Tuesday, April 12, 2016

Procedures Involved In Lap-band And Laparoscopic Sleeve Gastrectomy

By Joseph Foster

The use of surgery in weight loss is a practice that has continued to attract a lot of interest all over the world. The main reason is that surgical techniques have been refined over time and are associated with very few complications and failure rates. These procedures are broadly known as bariatric surgeries. Examples include lap-band and laparoscopic sleeve gastrectomy. There are a number of things that you should know if you consider having any of these operations.

Surgical weight loss options should only be considered if lifestyle changes have been tried with no success for a considerable period of time. Although the lifestyle modifications tend to take a bit long before results can be appreciated, they do not have any serious side effects. The two main areas where changes can be made are the diet and level of physical activity. Strive to have a healthier diet and to engage in regular physical exercise.

The alternative name for lap band surgery is gastric banding. This term has been adopted because of the use of a silicon band in the procedure. When this band is fitted to the upper section of the stomach, the capacity of this organ is significantly reduced. This operation is usually done laparoscopically. This means that only small incisions are required to gain entry into the abdominal cavity.

With a reduced stomach volume, one tends to fill up rather fast. With filling, comes satiety meaning the overall effect will be a reduction in food intake. Most of the food that is eaten is channeled towards food production and very little is left for storage in tissues. Weight gain is therefore controlled and in a matter of weeks or months, there is net weight loss.

One of the major advantages of this operation over any other of its type is the fact that it is easy to exert control over. This is enabled by a plastic tubing that runs from the silicon tube to an accessible area under the skin.
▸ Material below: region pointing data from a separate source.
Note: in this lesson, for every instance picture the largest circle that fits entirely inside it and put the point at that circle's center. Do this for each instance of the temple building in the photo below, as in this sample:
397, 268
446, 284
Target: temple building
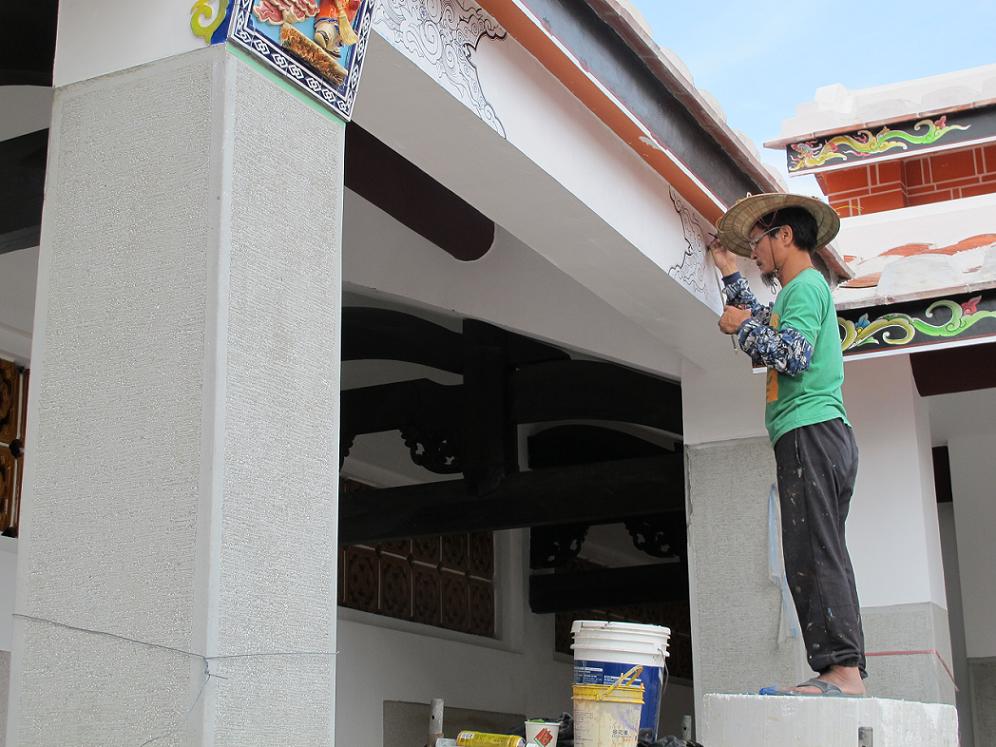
351, 350
911, 168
By filling or emptying this tube with a liquid such as saline or sterile water the effective pressure of the ring can be controlled; filling the tube increases the pressure and emptying it reduces it.

Just like the lap band operation, gastric sleeve gastrectomy is a restrictive operation. This means it limits the amount of food that one can eat in one sitting. The stomach is cut along its length to leave just a small portion of the original. Generally, between 75 and 80% of the organ is removed. What is left is a tubular structure that can only hold a fraction of the food held previously. Weight loss is through reduced food consumption and reduced absorption of nutrients.

There are a number of complications associated with these operations. These include nausea, vomiting, infections, esophageal spasms and leakage of food contents (in the case of gastrectomy). Fortunately, these complications are quite rare and can be easily managed if encountered. This notwithstanding it is important that you have a discussion with your doctor to see whether your risk is higher or lower compared to the general population.

Appreciate that results will vary from one person to another. This differences are affected by both patient and doctor factors. Patient factors may include the magnitude of the initial problem, lifestyle after the procedure and genetic factors. Doctor factors include type of technique used and level of skill of the surgeon.